As competition rises in dentistry, it’s more important than ever before for practices to develop a business philosophy that allows them to become and remain successful. To that end, I firmly believe in a concept that I refer to as “Lean Dentistry.” It’s an excellent business approach for dental practices looking to improve their performance.

What is Lean Dentistry?

Lean Dentistry is based on a concept originally created by Toyota that revolutionized how large, multi-national manufacturers approached business in the late 1980s — increasing production while controlling overhead and eliminating waste of money, movement and time.

Too many practices today are struggling to maintain production and profitability. This is due to increased competition from other dentists and dental support organizations, reduced insurance reimbursements moving to a preferred provider organization level and a growing number of dentists putting off retirement and remaining in the workforce longer. These and other factors are putting downward pressure on dental practice production and profitability.

The Mighty Few

In applying the Lean Dentistry approach to production, there are certain key actions that any practice can take to improve performance. I like to think of these as the “Mighty Few.” While they may be small in number, they make a powerful impact. The Mighty Few should include concepts such as:

  • Scheduling 98% of all active patients at all times. The key is to get the patient’s cell phone number and have a follow-up process where you continue to contact the patient using positive language and compassionate messaging that encourages them to call and schedule an appointment.
  • Reactivating 35% of inactive patients from the last three years. Reactivating patients is more difficult than many would lead you to believe. However, what seems to work well is reaching out to them by cell phone rather than simply sending a text, email, or letter. You must try to reach the patient at least six times over six months.
  • Decreasing no-shows and last-minute cancellations to under 1%. In eliminating no-shows, it’s important for patients to know that it’s not OK to miss appointments. The next time you have a no-show, push out their rescheduled appointment for a reasonable period of time to create a sense of demand and let them know that there is a fee for missed appointments. However, do not charge it to them the first time letting them know the doctor has decided to waive the fee. This will send a powerful message.
  • Increasing case acceptance by 15% to 25%. Case acceptance is a complex process needing a sophisticated methodology. Perhaps the most important factor is to be very comfortable in presenting the case and fees. A relaxed, confident dentist is perceived much better than one who isn’t as comfortable talking about cases and associated fees.

For maximum success, the Mighty Few must be identified, implemented and carefully measured.

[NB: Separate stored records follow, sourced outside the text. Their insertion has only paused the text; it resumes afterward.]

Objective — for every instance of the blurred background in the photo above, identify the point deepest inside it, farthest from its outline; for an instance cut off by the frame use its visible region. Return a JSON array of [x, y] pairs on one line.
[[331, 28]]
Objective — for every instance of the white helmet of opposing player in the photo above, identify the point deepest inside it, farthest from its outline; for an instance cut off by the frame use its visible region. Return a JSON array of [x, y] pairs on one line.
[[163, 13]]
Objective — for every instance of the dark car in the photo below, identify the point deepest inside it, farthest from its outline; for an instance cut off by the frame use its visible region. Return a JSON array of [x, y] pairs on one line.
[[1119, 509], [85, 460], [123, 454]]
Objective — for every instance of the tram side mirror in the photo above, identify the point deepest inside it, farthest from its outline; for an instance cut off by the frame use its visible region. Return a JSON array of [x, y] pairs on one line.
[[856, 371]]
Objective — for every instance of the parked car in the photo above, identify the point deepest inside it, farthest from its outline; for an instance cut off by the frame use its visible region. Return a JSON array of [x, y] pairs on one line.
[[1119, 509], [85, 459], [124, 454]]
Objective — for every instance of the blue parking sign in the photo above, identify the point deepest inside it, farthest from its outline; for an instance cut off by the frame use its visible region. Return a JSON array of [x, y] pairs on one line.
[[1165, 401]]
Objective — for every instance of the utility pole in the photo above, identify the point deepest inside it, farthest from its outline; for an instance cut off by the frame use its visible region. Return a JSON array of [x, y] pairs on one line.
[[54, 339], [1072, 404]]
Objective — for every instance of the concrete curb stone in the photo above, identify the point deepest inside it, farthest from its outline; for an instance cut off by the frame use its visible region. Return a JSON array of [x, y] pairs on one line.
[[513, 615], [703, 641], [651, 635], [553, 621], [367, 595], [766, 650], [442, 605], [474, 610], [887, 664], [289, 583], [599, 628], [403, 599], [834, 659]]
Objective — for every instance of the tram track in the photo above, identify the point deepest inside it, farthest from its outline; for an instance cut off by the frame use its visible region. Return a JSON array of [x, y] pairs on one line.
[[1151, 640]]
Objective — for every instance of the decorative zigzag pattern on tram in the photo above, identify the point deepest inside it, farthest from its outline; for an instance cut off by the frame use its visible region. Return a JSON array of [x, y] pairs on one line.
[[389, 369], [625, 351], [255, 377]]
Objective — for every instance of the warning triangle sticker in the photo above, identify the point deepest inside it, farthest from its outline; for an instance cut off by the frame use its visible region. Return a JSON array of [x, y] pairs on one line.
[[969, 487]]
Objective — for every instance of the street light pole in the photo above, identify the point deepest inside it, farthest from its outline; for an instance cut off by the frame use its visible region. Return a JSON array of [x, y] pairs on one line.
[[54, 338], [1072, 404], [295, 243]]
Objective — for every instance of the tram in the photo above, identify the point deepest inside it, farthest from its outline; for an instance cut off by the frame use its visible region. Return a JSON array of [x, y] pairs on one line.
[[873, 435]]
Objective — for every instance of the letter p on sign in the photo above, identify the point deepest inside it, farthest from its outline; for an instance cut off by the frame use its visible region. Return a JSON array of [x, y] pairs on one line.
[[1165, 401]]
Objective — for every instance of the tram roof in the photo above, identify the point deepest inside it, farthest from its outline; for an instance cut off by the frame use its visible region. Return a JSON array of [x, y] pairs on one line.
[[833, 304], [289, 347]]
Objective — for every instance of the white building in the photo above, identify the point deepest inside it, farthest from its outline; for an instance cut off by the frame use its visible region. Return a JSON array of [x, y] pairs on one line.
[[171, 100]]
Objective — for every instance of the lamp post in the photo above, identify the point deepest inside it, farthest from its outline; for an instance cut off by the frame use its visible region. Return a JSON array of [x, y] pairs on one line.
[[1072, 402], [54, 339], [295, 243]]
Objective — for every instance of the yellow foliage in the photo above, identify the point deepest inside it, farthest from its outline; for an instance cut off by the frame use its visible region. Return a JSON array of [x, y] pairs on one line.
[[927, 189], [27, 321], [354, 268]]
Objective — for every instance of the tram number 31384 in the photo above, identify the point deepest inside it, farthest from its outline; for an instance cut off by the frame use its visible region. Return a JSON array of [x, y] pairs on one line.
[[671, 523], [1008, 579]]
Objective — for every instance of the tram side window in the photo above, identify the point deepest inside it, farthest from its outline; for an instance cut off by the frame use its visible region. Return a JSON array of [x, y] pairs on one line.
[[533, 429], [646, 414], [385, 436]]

The other major factor in Lean Dentistry is an intentional focus on overhead. In fact, controlling and reducing overhead is just as critical as increasing production. Practices should analyze every key overhead category — and possibly every expenditure — monthly. Areas such as staff labor, rent, lab costs, supplies, investment capital, equipment, technology, marketing and accounting all need to be evaluated, benchmarked against key standards and reduced.

Why is this so important? Because for every 1% practice overhead is higher than it should be, the practice loses $1,000 of income for every $100,000 of production. This means that an $800,000 practice with 4% overage in overhead will lose $32,000 of income per year.

If this doesn’t sway you, then consider this: for every bit of overhead that’s too high, the dentist must work longer in order to reach financial independence. And these days
“longer” doesn’t mean days or months, it means years. If you choose not to analyze, measure and reduce overhead on a regular basis, how many extra years are you willing to work?


The challenges of increasing competition in dentistry can be daunting. Using the business approach of Lean Dentistry — increasing production and controlling overhead — will ensure that your practice generates long-term success.

This article, originally published in the ADA Dental Practice Success, was written by Dr. Roger P. Levin, a third-generation general dentist and the founder and CEO of Levin Group, Inc., a dental management consulting firm, and has written 65 books and more than 4,300 articles. He is also the executive founder of Dental Business Study Clubs — Dentistry’s only All-Business Study Clubs, the next generation of dental business education. Learn more at levingroup.com.

One thought on “A business philosophy for a successful dental practice: Going lean

  1. Ray Neville

    Labor has always been my most costly expense. Each additional staff member costs the practice 30-50 thousand dollars per year. Our best approach has been to invest in staff development. Having better trained, more efficient self actualizing people reduces the number of staff measurable. Also,, work environment is better for everyone.